Les tensions entre la Russie et Israël, qui ont perduré pendant une semaine, semblent s’apaiser sans événements majeurs, mais en réalité, le feu couve sous les cendres. Ce feu sert à mijoter de nouvelles alliances plus solides que celles qui ont existé jusquelà. Ceci est aussi bien vrai pour l’alliance entre la Russie et l’Iran, qui s’est fragilisée au cours des trois dernières années, que pour l’alliance américaine avec certains pays arabes.
Israël a refusé de reconnaître la responsabilité de ses quatre F16 accusés par Moscou d’avoir abattu le 18 septembre un avion Illiouchine-20 russe près de Lattaquié. Au lieu de chercher à apaiser la Russie, Israël a manifesté son embarras des décisions que celle-ci a prises en réaction à cet incident.
Israël a voulu montrer, ne serait-ce qu’en théorie, qu’il était capable de tenir sur le terrain face à la réaction de la Russie et que les déclarations de son commandant de l’armée de l’air en réponse aux menaces de la Russie sont à prendre au sérieux. Ces déclarations ont été faites lors de la rencontre à Moscou du responsable israélien avec son homologue russe quelques jours après cet incident.
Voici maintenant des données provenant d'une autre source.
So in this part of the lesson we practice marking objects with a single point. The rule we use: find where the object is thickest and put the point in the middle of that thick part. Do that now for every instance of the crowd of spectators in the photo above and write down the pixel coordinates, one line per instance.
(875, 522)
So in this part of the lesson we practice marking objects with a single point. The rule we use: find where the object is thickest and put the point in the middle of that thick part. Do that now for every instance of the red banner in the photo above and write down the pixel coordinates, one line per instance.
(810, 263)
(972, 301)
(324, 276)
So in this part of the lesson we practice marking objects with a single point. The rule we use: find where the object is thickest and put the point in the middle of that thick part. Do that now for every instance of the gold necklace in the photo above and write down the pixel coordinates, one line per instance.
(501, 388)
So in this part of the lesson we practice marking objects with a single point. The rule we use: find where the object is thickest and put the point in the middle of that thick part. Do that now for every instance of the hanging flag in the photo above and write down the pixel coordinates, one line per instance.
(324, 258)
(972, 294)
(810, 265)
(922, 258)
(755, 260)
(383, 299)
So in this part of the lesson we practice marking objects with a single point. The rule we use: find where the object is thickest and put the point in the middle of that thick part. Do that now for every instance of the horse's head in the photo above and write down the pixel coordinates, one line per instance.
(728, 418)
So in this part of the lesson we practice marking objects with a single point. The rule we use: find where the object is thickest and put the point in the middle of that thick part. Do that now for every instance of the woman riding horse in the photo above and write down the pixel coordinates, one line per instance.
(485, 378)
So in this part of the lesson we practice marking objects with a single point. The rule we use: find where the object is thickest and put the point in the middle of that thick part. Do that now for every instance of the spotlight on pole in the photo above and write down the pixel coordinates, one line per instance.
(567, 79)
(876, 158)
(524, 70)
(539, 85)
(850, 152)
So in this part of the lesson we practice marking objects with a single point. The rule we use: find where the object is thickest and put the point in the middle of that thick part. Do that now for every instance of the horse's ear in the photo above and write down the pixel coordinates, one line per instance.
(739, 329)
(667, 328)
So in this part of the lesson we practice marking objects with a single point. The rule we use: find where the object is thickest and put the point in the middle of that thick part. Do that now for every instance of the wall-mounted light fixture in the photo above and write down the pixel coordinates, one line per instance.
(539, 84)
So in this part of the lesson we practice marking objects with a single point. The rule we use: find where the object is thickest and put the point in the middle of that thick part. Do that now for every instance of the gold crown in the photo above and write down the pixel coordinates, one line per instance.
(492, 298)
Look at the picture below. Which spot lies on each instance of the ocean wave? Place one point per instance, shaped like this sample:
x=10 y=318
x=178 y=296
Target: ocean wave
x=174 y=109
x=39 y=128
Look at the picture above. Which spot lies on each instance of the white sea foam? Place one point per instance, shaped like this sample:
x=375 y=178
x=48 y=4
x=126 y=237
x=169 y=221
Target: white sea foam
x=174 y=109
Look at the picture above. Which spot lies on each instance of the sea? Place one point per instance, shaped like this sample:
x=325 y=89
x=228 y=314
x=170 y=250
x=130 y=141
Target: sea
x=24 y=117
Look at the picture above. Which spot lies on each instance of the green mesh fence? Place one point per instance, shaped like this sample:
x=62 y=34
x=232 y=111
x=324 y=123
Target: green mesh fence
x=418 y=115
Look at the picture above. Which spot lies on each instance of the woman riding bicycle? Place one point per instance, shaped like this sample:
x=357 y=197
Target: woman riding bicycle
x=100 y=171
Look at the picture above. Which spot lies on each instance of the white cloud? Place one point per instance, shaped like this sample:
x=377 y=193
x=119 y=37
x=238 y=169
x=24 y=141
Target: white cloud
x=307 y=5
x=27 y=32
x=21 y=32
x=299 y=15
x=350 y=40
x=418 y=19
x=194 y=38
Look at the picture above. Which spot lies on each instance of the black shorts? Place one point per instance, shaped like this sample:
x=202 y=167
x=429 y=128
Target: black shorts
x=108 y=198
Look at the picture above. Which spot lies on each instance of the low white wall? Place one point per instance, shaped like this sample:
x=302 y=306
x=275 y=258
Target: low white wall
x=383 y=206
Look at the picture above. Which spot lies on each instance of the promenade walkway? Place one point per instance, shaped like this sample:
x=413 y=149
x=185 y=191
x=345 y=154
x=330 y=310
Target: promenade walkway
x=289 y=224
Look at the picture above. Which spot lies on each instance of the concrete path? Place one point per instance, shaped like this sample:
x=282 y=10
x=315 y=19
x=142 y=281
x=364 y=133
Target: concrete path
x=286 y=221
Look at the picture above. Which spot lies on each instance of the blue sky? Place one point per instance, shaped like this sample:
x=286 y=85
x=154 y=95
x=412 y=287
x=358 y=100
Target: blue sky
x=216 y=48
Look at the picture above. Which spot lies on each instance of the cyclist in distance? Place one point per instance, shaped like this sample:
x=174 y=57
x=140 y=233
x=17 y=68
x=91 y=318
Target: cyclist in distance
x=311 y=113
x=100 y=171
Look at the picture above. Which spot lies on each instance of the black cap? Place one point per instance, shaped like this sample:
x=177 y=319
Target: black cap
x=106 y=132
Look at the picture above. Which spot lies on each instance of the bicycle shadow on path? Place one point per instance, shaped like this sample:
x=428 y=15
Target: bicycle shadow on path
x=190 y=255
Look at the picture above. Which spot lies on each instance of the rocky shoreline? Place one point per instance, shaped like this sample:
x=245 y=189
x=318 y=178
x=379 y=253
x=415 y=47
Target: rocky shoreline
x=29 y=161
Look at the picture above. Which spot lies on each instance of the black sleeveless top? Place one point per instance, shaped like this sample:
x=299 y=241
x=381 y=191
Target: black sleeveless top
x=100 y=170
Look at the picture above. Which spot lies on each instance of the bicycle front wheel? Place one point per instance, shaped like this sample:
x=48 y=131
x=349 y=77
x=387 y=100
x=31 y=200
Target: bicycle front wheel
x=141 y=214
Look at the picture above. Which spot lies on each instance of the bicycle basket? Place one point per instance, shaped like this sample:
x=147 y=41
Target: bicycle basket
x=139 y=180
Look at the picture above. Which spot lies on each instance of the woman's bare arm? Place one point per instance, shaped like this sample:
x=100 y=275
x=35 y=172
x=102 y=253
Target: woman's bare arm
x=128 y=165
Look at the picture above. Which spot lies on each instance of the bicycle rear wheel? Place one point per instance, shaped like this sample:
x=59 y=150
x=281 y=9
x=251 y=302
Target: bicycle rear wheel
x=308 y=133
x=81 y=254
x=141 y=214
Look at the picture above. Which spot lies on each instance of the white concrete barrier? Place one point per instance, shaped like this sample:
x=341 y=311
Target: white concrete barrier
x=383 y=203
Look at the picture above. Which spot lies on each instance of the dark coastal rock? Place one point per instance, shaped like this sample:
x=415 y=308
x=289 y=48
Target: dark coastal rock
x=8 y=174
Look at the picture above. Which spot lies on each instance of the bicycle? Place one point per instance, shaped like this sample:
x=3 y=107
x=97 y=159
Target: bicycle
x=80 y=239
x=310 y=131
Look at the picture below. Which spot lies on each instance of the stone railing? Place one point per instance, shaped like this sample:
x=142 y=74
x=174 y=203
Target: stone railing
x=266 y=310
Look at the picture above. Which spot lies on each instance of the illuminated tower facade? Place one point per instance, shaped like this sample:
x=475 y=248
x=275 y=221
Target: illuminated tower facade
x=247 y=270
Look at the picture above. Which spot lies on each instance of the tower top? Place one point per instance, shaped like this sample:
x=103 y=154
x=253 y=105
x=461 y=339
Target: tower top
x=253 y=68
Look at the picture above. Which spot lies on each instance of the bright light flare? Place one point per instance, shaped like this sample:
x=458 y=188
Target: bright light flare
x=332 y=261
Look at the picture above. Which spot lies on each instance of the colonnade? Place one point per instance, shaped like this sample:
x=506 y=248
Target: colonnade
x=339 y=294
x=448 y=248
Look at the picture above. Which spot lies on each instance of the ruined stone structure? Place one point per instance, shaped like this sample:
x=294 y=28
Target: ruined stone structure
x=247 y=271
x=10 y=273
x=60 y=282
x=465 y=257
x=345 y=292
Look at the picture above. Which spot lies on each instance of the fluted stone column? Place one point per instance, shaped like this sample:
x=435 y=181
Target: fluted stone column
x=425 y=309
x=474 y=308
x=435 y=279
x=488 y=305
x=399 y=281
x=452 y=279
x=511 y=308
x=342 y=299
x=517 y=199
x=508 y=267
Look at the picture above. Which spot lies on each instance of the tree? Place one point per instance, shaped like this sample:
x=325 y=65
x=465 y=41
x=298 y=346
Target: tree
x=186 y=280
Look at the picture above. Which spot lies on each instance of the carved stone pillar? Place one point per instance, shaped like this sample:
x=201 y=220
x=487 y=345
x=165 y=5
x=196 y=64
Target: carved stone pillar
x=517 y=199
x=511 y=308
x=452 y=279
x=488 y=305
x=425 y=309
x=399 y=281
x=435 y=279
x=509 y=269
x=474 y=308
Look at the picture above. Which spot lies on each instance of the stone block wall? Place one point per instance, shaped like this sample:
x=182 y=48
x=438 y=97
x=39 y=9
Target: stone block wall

Interviewé par la chaîne américaine CBC le dimanche 30 septembre, le ministre israélien de la Défense, Avigdor Lieberman, a déclaré que l’aviation israélienne continuerait à bombarder la Syrie indépendamment de la volonté de la Russie, et qu’elle détruirait les avions russes qui lui feraient obstacle. « Si la Russie dispose d’une base aérienne forte de 80 avions en Syrie, Israël dispose de 63 bases aériennes et d’un millier d’avions de chasse des plus modernes. Les pilotes israéliens sont plus performants que leurs homologues syriens, français, anglais ou russes », a-t-il ajouté. Et de poursuivre : « C’est Israël qui a la suprématie aérienne grâce à son équipement moderne et ses pilotes d’élite, et pas les Russes dont l’expérience se limite au bombardement des camps terroristes ».
Une heure après, la réponse est arrivée sur la télévision russe. Au journal du soir, le ministre russe de la Défense est intervenu avec le commandant de l’armée de l’air. Pendant 12 minutes, ils ont expliqué qu’ils avaient les meilleurs pilotes et que la Russie, avec son aviation, ses missiles balistiques et ses sous-marins nucléaires, était capable de détruire Israël complètement en l’espace de trois heures.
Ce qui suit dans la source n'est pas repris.